The two simple words which kicked off the inaugural Reseller News Distributor Roundtable in New Zealand last month, which say key channel players discuss how cloud computing is affecting distribution.
Straightforward in delivery but complex in interpretation, defining cloud is proving to be a meticulous task for the channel market, with the devil very much in the detail.
Despite its labelling as mere hype by the buzzword barmy army, behind the veil of media sensationalisation and marketing rhetoric lies a term that is significantly changing the ICT landscape as the channel knows it.
Yet for an industry led by distributors and followed by resellers, to move forward in unison shouldn’t cloud, in all its ambiguity, be appropriately characterised?
“Before we get started let’s put down some strong definitions,” opened Darryl Grauman, APAC Services and Cloud Director, Westcon. “Because it isn’t difficult to take hardware and software and cloud wash it really easily. So the real question is what’s actually hardware, software and cloud?”
While the rebranding of old services through a deceptive game of cloud word association is a method well highlighted, Grauman’s approach to cloud reflects Westcon’s own pathway to the skies, from the olden days of shipping boxes from A to B to the licensing world of software distribution before emerging at the gateways of the cloud, and all it encompasses.

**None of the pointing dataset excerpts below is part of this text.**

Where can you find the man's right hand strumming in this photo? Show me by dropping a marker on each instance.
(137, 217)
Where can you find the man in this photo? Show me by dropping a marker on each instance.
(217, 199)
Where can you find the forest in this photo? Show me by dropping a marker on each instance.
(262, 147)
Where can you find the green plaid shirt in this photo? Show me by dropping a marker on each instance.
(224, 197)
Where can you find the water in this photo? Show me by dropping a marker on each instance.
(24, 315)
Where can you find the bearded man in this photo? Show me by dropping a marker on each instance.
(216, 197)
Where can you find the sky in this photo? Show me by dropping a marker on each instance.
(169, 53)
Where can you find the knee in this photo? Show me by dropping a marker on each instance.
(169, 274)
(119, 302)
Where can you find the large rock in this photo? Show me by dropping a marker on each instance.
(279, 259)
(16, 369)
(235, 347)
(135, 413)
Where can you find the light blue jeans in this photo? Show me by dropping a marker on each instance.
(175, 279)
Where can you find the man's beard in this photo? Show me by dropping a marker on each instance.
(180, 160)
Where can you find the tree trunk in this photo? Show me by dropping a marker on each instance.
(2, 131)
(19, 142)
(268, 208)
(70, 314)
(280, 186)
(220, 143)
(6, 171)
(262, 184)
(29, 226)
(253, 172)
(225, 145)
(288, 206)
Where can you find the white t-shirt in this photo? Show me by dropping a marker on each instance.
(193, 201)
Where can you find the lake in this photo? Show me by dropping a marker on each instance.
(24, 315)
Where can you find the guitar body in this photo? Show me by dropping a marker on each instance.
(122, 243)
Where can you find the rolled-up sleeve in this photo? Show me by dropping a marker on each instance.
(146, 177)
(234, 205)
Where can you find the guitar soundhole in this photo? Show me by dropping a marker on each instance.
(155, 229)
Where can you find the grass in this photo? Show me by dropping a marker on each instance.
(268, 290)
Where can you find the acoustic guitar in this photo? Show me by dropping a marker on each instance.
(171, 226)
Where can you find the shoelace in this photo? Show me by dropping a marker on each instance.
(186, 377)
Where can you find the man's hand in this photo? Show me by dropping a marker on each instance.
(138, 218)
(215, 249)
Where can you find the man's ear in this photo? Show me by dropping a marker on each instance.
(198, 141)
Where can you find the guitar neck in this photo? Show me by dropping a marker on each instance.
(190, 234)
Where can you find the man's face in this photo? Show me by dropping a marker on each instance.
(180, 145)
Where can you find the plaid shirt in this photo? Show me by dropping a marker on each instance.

“When I look at cloud I look at it as-a-service,” adds Grauman, who helped spearhead Westcon’s global cloud initiative, which was developed in New Zealand. “I look at it as software-as-a-service or platform-as-a-service and I believe once you get that definition right, as a distributor you can begin to provide a value wrap.”
Built through acquisition, Grauman’s Westcon is a Westcon opening the door to cloud service providers, enhancing the distributor’s catalogue and making it relevant.
For Westcon now holds virtual inventory, possessing global buying power and the ability to aggregate everything at a global level, as the US$6 billion company moves away from adding value through warehouses in hardware and licensing in software.
While Westcon’s transition reflects the journey of the traditional distributor, at Rhipe headquarters however the self-appointed Cloud Channel company has lived and breathed cloud air since the company’s inception, operating as a born-in-the-cloud distributor with a focus on offering value-add to services providers.
Yet for Stephen Parker, VP Market Research, Rhipe, the term cloud still remains as much as a marketing phrase as it is a piece of technology, but crucially for the channel, it has flipped the balance of negotiation between resellers and customers.
“Balance in the respect that customers are now driving the conversation instead of the channel,” added Parker, emphasising the growing opportunities for the channel within the cloud space.
“The channel used to be in that nice position of saying we know new things are coming down the line and coming into the market and we’ll choose when we launch them to our customers because we have all the cards and all the knowledge.
“Whereas customers are now saying, ‘hold on I can do this, this and this’ and informing what our partners are having to do so our value-add changes.”
In positioning Rhipe as the new way of channel distribution, Parker, who helps businesses “find their cloud story”, believes cloud is “just as much about how a change is driving decision makers in technology.”
“We all have our places as distributors in the middle ground,” he explained. “In creating value between vendors and customers, as distributors we do the same thing, we just have our own ways of doing it.”
Consequently, Parker believes the cloud has jolted the channel into understanding that the transaction of today should be made with the transaction of tomorrow in mind.
“We’re invested in ongoing success rather than how big we can make the sale today,” he added. “Today’s transaction is, at minimum, 1/36th of what we want it to be in the cloud.”
Across the table of industry leaders, and since embarking on Distribution Central’s cloud journey over two years ago, Managing Director Nick Verykios views cloud, and its emergence within the channel as an alternative pathway to market, not to be discarded or discredited, but also not to be billed as the all important and all conquering technology of today.
Instead Verykios finds the middle ground in the cloudy channel world, taking an objective approach because simply speaking, “cloud is not a product.”
“I can’t sell a skew called cloud,” he added, offering his experienced definition to the discussion. “It’s a pathway to market and a way that a specific solution is organised to be able to solve a customer problem in a way that it wasn’t before.”